I was writing integration tests and I wanted to re-use some model classes instead of dictionaries. Here's how I did it.

· Web Dev Zone ·
Free Resource

While messing with dictionaries to create form data for FormUrlEncodedContent to see I could send data to a server using an HTTP client, I started thinking about easier and cleaner ways to do it. I was writing integration tests and I wanted to re-use some model classes instead of dictionaries. Here's how to do it. Sample integration test is incluced.

Those who are currently writing integration tests for some ASP.NET Core web applications may also find the following writings interesting:

Problem

I write integration tests for ASP.NET Core web application. There are tests that use HTTP POST to send some data to a server. I can create a POST body as shown here.

var formDictionary = new Dictionary<string, string>();
formDictionary.Add("Id", "1");
formDictionary.Add("Title", "Item title");
 
var formContent = new FormUrlEncodedContent(formDictionary);
 
var response = await client.PostAsync(url, formContent);

I don't like this code and I would use it only if other options turn out to be less optimal. Instead, I want something like this:

var folder = new MediaFolder { Id = 1, Title = "Folder title" };
 
var formBody = GetFormBodyOfObject(folder);
 
// Act
var response = await client.PostAsync(url, fromBody);

Or why not something more elegant like the code here:

var folder = new MediaFolder { Id = 1, Title = "Folder title" };
 
// Act
var response = await client.PostAsync(url, folder.ToFormBody());

This way I can use model classes from web applications because these classes are used on forms anyway to move data between a browser and a server. If otherwise breaking changes are introduced then the compiler will tell me about it.

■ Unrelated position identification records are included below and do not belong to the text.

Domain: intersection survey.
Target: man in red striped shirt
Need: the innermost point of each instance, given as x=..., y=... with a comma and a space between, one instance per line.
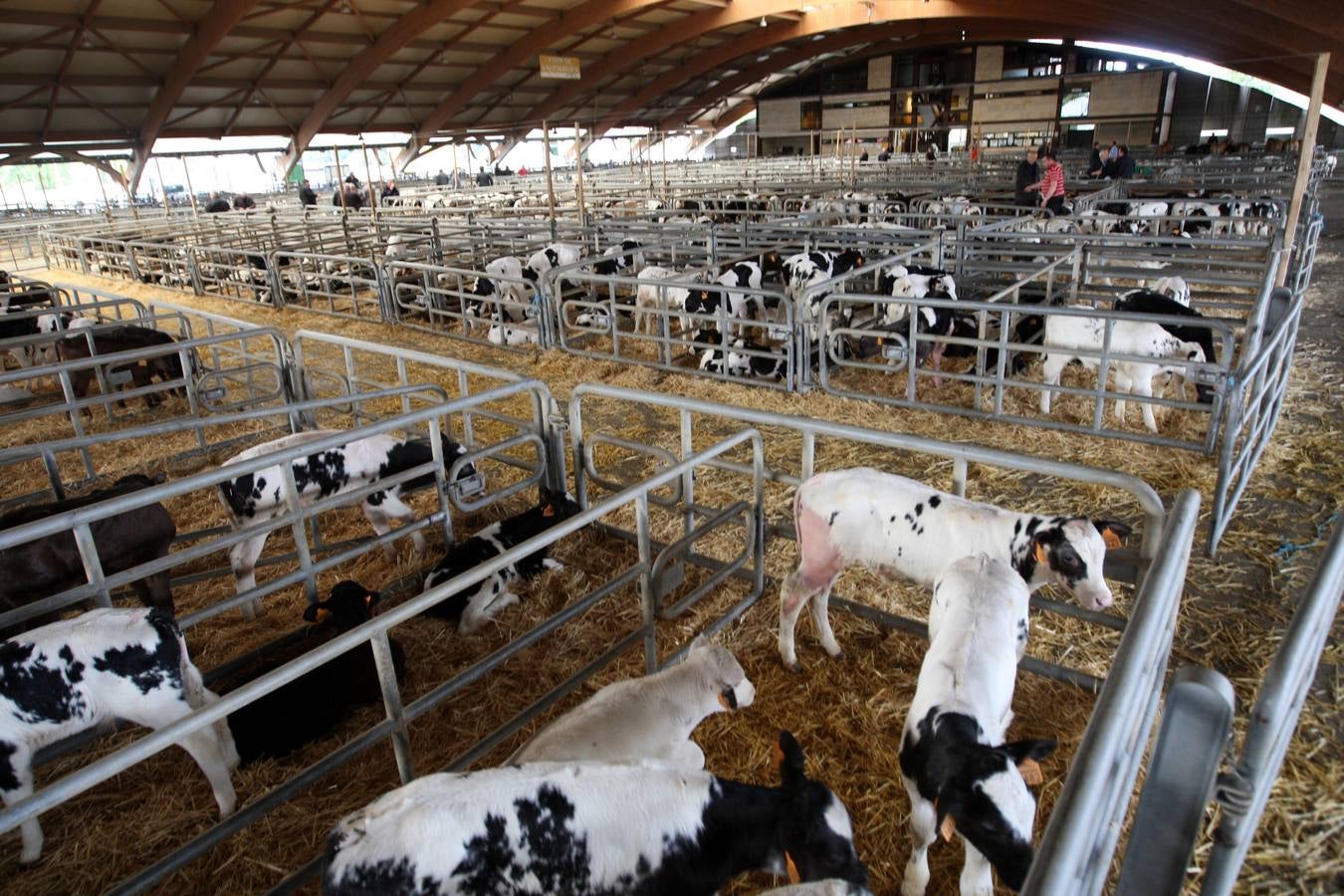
x=1051, y=185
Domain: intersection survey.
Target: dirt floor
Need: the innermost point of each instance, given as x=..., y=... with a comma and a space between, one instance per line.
x=848, y=712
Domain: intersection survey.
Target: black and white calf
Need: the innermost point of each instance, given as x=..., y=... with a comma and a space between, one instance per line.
x=554, y=256
x=256, y=497
x=590, y=829
x=473, y=608
x=649, y=718
x=906, y=530
x=1166, y=300
x=314, y=704
x=73, y=675
x=1070, y=336
x=956, y=768
x=498, y=296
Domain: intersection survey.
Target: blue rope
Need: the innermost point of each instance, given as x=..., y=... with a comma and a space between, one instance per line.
x=1287, y=549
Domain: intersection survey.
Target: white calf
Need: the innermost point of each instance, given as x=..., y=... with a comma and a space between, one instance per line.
x=73, y=675
x=649, y=718
x=956, y=768
x=1075, y=335
x=906, y=530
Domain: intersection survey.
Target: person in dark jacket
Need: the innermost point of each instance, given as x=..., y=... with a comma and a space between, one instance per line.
x=1028, y=172
x=1125, y=164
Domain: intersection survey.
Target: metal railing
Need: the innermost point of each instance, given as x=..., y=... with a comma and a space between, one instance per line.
x=1244, y=790
x=1087, y=817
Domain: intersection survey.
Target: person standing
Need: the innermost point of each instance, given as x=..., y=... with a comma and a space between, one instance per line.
x=1051, y=185
x=1125, y=165
x=1028, y=175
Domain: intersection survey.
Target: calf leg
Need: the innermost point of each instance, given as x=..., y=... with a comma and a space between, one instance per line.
x=1050, y=372
x=20, y=768
x=924, y=830
x=976, y=879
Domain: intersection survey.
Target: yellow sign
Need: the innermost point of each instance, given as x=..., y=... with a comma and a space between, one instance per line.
x=566, y=68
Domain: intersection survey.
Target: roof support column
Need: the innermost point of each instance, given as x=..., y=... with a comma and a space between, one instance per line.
x=1304, y=160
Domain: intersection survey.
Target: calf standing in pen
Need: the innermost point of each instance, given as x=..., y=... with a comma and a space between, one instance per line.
x=473, y=608
x=591, y=827
x=53, y=563
x=310, y=707
x=649, y=718
x=261, y=496
x=73, y=675
x=1082, y=338
x=956, y=768
x=906, y=530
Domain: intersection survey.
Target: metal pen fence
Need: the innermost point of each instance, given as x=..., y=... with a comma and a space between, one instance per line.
x=1074, y=853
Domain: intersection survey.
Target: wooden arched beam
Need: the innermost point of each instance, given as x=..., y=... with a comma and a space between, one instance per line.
x=538, y=41
x=217, y=23
x=399, y=34
x=69, y=154
x=1072, y=18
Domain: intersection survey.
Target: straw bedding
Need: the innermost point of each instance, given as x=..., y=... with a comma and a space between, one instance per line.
x=845, y=712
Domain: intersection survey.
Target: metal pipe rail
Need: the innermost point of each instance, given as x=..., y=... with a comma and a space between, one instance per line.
x=1074, y=853
x=1243, y=791
x=375, y=633
x=1121, y=564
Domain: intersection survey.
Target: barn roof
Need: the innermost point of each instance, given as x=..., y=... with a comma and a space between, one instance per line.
x=129, y=72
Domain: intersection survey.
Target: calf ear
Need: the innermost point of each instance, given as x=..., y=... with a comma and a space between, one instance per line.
x=1113, y=533
x=789, y=761
x=318, y=612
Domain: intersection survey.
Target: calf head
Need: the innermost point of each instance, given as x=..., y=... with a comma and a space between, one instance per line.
x=1070, y=553
x=348, y=606
x=722, y=672
x=814, y=831
x=978, y=788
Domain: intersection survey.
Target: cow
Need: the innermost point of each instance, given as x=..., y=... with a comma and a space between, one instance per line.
x=164, y=365
x=1160, y=303
x=956, y=768
x=591, y=827
x=74, y=675
x=1070, y=336
x=261, y=496
x=653, y=293
x=51, y=564
x=310, y=707
x=907, y=530
x=649, y=718
x=475, y=607
x=553, y=256
x=502, y=289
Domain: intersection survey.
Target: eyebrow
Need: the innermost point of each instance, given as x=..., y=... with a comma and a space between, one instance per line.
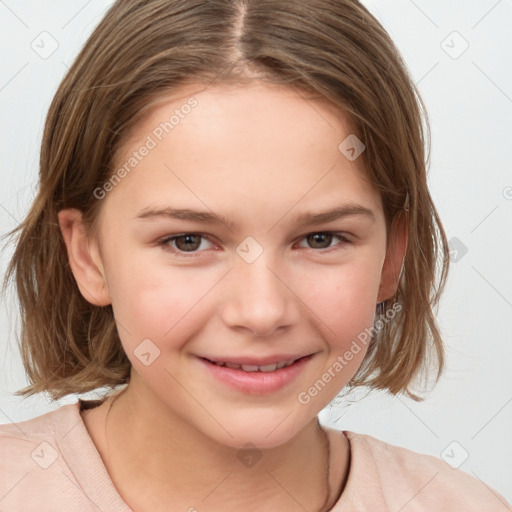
x=302, y=220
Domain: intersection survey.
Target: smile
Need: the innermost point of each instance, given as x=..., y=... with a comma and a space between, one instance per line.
x=255, y=368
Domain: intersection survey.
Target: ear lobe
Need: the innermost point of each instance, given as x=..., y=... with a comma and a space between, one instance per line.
x=84, y=258
x=395, y=253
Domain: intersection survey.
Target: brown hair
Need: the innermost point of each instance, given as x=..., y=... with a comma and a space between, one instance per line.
x=141, y=51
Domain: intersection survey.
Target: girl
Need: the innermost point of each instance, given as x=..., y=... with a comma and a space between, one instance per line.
x=232, y=225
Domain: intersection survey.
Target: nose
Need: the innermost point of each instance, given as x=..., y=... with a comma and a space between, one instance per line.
x=258, y=298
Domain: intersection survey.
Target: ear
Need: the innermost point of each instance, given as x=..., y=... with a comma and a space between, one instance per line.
x=84, y=258
x=395, y=253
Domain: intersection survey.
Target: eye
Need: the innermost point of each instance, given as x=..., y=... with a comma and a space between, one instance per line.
x=188, y=244
x=322, y=240
x=184, y=243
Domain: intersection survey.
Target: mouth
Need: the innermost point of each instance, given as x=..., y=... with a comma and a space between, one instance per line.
x=256, y=379
x=266, y=368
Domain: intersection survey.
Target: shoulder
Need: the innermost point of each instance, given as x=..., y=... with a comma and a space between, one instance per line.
x=409, y=481
x=34, y=460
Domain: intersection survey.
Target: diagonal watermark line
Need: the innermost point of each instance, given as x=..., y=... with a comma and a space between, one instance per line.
x=491, y=80
x=509, y=507
x=301, y=198
x=414, y=497
x=301, y=300
x=493, y=287
x=186, y=313
x=199, y=403
x=14, y=76
x=424, y=14
x=76, y=14
x=492, y=418
x=13, y=13
x=427, y=73
x=492, y=211
x=485, y=15
x=422, y=421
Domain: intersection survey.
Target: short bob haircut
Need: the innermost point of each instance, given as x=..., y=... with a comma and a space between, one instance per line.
x=140, y=52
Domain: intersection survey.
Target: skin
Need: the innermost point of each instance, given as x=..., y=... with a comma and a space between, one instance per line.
x=259, y=155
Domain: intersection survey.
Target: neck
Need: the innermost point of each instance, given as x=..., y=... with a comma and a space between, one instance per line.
x=155, y=459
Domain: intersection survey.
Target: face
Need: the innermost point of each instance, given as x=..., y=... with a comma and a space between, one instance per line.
x=255, y=278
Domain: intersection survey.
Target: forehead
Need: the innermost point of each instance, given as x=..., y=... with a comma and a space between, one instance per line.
x=259, y=147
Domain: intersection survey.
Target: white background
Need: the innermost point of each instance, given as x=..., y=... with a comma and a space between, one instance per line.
x=469, y=98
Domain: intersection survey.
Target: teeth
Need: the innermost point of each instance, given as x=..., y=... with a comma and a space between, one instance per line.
x=254, y=368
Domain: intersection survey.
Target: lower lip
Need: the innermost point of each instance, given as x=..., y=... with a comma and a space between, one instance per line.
x=256, y=383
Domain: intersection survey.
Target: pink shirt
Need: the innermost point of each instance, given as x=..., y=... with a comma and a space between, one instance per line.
x=50, y=464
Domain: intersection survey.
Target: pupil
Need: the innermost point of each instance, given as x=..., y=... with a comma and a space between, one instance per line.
x=186, y=245
x=318, y=236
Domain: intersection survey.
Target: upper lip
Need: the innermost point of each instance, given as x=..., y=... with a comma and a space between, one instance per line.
x=256, y=361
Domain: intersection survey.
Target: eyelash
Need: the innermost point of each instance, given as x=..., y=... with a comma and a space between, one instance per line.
x=165, y=241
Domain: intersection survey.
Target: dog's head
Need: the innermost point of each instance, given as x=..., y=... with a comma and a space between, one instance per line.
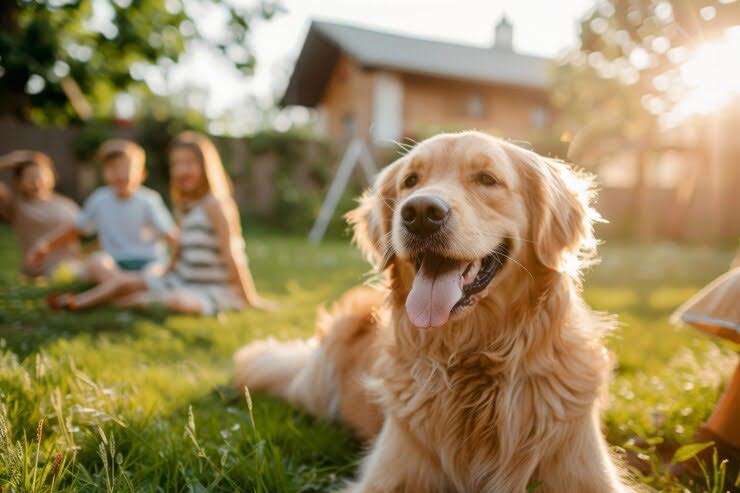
x=455, y=213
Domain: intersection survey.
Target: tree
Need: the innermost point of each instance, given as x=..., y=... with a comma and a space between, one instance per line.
x=53, y=51
x=623, y=85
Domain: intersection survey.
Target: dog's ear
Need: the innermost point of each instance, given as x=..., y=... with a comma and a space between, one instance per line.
x=371, y=220
x=561, y=216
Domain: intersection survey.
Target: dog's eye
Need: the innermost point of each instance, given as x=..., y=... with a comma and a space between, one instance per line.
x=411, y=181
x=487, y=180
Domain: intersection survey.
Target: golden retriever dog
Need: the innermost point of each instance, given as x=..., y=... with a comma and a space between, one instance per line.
x=477, y=367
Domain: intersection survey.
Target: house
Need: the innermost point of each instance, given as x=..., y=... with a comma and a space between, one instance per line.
x=384, y=87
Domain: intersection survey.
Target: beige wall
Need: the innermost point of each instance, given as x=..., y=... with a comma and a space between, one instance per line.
x=433, y=102
x=349, y=92
x=429, y=104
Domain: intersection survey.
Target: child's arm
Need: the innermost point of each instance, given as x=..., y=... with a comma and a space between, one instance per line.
x=63, y=235
x=225, y=219
x=6, y=199
x=162, y=221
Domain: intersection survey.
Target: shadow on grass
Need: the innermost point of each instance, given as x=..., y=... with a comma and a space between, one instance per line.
x=27, y=323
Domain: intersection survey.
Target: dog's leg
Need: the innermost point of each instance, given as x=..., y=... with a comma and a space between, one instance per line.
x=580, y=462
x=396, y=465
x=297, y=371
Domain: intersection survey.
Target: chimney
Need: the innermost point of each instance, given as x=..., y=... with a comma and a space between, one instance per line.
x=504, y=35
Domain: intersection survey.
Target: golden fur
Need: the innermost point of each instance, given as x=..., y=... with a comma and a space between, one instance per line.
x=506, y=394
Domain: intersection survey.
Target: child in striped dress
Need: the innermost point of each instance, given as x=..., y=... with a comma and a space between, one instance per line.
x=209, y=272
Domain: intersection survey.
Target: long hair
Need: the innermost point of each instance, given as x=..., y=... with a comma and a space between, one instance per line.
x=18, y=161
x=217, y=180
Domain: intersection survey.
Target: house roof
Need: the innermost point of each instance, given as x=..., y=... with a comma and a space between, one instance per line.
x=326, y=41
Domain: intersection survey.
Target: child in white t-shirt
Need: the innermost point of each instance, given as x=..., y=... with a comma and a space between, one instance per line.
x=131, y=221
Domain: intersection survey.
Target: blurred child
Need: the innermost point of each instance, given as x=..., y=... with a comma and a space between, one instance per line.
x=210, y=273
x=34, y=210
x=131, y=220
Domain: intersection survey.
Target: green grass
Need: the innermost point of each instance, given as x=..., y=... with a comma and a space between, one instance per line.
x=140, y=401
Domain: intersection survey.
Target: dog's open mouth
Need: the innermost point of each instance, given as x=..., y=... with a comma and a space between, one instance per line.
x=443, y=286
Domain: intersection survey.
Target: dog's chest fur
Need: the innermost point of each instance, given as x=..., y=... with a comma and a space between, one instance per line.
x=474, y=412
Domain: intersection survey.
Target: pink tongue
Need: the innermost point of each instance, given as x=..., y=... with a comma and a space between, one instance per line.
x=437, y=287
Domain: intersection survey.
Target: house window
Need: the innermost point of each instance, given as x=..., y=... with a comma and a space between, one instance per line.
x=539, y=117
x=475, y=106
x=348, y=126
x=387, y=109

Serializing Objects to Dictionary<string,string>

Thanks to Arnaud Auroux from Geek Learning, we have a ready-made solution. The ToKeyValue() method by Arnaud turns objects to JSON and then uses the Newtonsoft.JSON library to convert the object toa  dictionary like the FormUrlEncodedContent class wants.

The ToKeyValue() method is the main work horse for my solution. I turned it into an extension method and made it a serializer to avoid cyclic references.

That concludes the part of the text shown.